The forces that drive crude, rack (wholesale) and retail gasoline prices are also complex. One of these forces involves the status of international crude oil inventories, some of which are built and held in politically unstable regions. The recent uncertainty surrounding potential supply disruptions caused by a looming war in Iraq and political and labour unrest in Venezuela and Nigeria highlights the vulnerability of the West’s crude oil supply sources and its impact on the price of crude. Another key force that drives prices is abnormal temperature and climatic conditions. A winter that is much colder than forecast (as was the case in Eastern and Central Canada and the Northeast United States in 2002-2003) will lead to the drawdown of crude oil inventories and imbalanced refined petroleum product slates (e.g., heating fuel, gasoline, diesel, kerosene, lubricants, etc.) relative to demand. This situation will result in price increases across the slate of petroleum products, which will cascade from the wholesale to the retail level. Such price increases perform the socially desirable function of equilibrating demand and supply — stimulating both increased conservation by consumers and increased production throughout the energy supply chain — and ensure that shortages or stock-outs do not develop. At the same time, however, rising profitability within the industry due to an impending rather than an actual supply disruption (price increases may have reflected worse-case scenario predictions that did not materialize) or unexpected seasonal demand spikes engenders a suspicious public.

Finally, the reported high corporate concentration within the oil and gas sector, along with the very diverse economic profile of industry participants, is also a major concern of the public. The retail sector is characterized by a wide range of supplier types that include a handful of large vertically integrated oil and gas companies, a number of mid-sized national chains, a half-dozen regional refiner-marketers, a few large mass merchants and many small (one-station) independent retailers. Such a diverse field of players bodes well for competition based on different organizational designs and innovative retail formats. However, competitive prices at each stage in the supply chain may not necessarily follow, given the possibility that vertically integrated suppliers might squeeze retail margins to discipline or eliminate independent retailers in a predatory fashion. In such a case, a high degree of corporate concentration at the refining stage might lead to rack prices above competitive levels so that a disproportionate share of industry profits will be taken at the refining stage and at the expense of the marketing margins of independent retailers.

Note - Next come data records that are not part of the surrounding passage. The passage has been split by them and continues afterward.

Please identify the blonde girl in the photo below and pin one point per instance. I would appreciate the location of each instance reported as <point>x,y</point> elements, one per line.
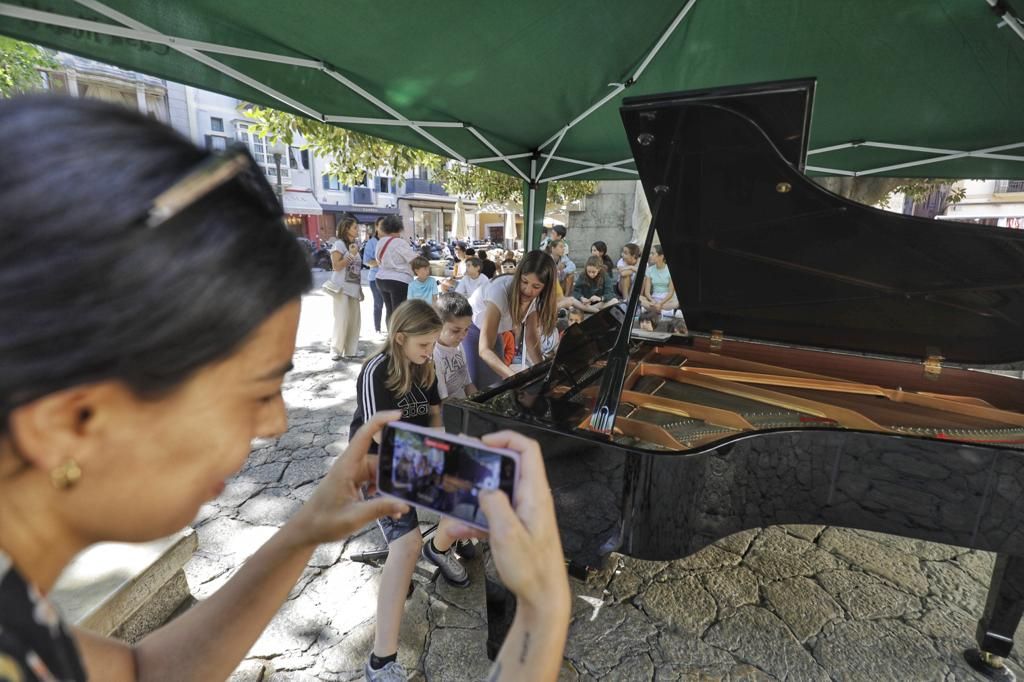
<point>401,377</point>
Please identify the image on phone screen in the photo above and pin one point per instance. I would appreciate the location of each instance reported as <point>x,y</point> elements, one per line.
<point>442,473</point>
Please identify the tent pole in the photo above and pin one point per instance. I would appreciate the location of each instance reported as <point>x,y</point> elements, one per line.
<point>535,199</point>
<point>1007,15</point>
<point>489,145</point>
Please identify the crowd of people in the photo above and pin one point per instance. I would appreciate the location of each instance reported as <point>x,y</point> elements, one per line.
<point>397,270</point>
<point>137,374</point>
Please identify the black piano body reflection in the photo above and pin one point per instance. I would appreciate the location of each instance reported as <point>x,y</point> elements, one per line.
<point>834,392</point>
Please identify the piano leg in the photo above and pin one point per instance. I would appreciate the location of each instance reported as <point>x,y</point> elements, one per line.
<point>1003,613</point>
<point>501,611</point>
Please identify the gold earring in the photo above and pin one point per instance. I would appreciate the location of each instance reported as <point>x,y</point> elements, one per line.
<point>65,475</point>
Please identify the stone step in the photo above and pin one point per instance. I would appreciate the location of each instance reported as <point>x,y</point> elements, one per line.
<point>126,590</point>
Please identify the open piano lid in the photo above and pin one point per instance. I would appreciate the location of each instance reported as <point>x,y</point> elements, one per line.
<point>759,251</point>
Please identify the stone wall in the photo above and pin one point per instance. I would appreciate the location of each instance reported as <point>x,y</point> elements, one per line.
<point>608,217</point>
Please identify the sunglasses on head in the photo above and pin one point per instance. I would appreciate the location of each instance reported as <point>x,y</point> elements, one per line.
<point>233,164</point>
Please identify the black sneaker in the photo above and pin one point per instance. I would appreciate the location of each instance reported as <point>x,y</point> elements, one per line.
<point>465,549</point>
<point>454,572</point>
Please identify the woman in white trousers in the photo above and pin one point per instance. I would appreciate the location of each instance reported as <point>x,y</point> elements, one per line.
<point>347,266</point>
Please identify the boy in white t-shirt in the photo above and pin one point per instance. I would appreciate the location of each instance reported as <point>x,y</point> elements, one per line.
<point>450,359</point>
<point>473,279</point>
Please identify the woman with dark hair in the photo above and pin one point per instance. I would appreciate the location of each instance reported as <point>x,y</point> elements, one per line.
<point>525,304</point>
<point>347,264</point>
<point>600,249</point>
<point>136,374</point>
<point>394,256</point>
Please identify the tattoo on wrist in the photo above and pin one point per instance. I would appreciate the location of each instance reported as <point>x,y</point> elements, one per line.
<point>525,648</point>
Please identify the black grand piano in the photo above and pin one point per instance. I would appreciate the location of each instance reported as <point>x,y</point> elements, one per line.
<point>822,378</point>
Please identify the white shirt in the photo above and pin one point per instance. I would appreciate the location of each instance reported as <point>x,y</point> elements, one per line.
<point>496,292</point>
<point>467,286</point>
<point>453,373</point>
<point>394,264</point>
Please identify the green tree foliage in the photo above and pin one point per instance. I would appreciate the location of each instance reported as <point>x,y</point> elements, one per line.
<point>350,155</point>
<point>20,65</point>
<point>876,190</point>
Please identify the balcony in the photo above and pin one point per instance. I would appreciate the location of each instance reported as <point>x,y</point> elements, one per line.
<point>363,197</point>
<point>415,185</point>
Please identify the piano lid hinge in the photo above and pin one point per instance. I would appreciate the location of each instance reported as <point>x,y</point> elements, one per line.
<point>933,367</point>
<point>717,336</point>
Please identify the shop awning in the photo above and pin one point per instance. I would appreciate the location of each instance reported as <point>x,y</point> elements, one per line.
<point>301,203</point>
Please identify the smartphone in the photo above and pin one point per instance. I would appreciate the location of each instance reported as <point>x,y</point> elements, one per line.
<point>443,472</point>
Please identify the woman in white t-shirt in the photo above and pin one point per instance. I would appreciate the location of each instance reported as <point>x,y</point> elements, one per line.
<point>521,303</point>
<point>347,266</point>
<point>393,255</point>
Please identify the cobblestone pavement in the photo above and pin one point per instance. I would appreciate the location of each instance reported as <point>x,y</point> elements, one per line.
<point>778,603</point>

The Committee has organized this report in the following way. In Chapter 1, the Committee reviews the data on gasoline prices — retail, rack and crude — in Canada over the past 10 months (the critical period when prices soared), as well as over the longer term and in comparison to those in the United States and elsewhere. In Chapter 2, the Committee examines the industry’s structure, performance and profitability, focusing on the “downstream” sector. The Committee also studies the competitive aspects of the vertically integrated companies, the regional marketers and the independent retailers. In Chapter 3, the Committee assesses the explanations given for the recent price increases and other related pricing issues. In the Conclusion and Recommendation, the Committee summarizes its findings and offers a single recommendation to government for the creation of an independent agency charged with collecting industry data, disseminating that data to the public and reporting annually to Parliament on the competitive performance of the industry. The Committee believes that such a monitoring agency will help to resolve public confusion and misconceptions on gasoline pricing issues while ensuring public supervision over all aspects of gasoline pricing.